TERAMO. Riceviamo e pubblichiamo un intervento di Lucia Verticelli, dirigente del Pd teramano e regionale, in occasione della Giornata contro la violenza sulle donne. «Non solo per sensibilizzare, ma per dare visibilità a un argomento che per anni è stato un vero tabù. Gli abusi fisici e psicologici sono sempre esistiti, solo che prima erano considerate faccende "private", di cui non si doveva parlare, che riguardavano soltanto la sfera intima del matrimonio. E' sotto gli occhi di tutti che la violenza di genere è in aumento, ma bisogna dire che prima non veniva registrata come tale: era un crimine di cui non si aveva reale coscienza, che si nascondeva, di cui si parlava a voce bassa.

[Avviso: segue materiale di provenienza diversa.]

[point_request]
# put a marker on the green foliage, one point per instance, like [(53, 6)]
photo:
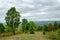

Il fenomeno è in aumento, ma le donne stanno prendendo coscienza, denunciano di più. Purtroppo è ancora poco per arginare il fenomeno, ben gestito dai numerosi centri anti-violenza presenti sul territorio nazionale, scarsi i fondi per gestirli, anche se il ministro Boschi, da poco insediatasi nel dipartimento delle pari opportunità, ha già stanziato 12 milioni, utili per la sopravvivenza dei centri. Ma qui non è una questione politica, è questione di presa di coscienza, di solidarietà, di divulgazione e sensibilizzazione. Compito, quest'ultimo, assegnato alle commissioni pari opportunità, strumento delle pubbliche amministrazioni quali Comuni, Province e Regioni.
Ci si riempie la bocca di acronimi, ma i contenuti e i risultati ben poco visibili in alcuni casi, a volte inesistenti. Eppure istituire una commissione pari opportunità o una consulta è roba da niente, ma nel nostro territorio, ad esempio su 47 Comuni, ce ne sono appena 3. Dato non mutato da anni, nonostante sollecitazioni da più parti politiche. Le deleghe ai vari assessori (donna in tutti i casi) non producono risultati: iniziative inesistenti per sensibilizzare al problema, soprattutto partendo dalle scuole, dove episodi di "violenza" vengono fraintesi e camuffati in "bullismo".Bisogna parlarne, e farne parlare, affinchè non ci si affanni solo il 25 novembre a organizzare convegni: tutti giorni vanno perpetrate delle azioni».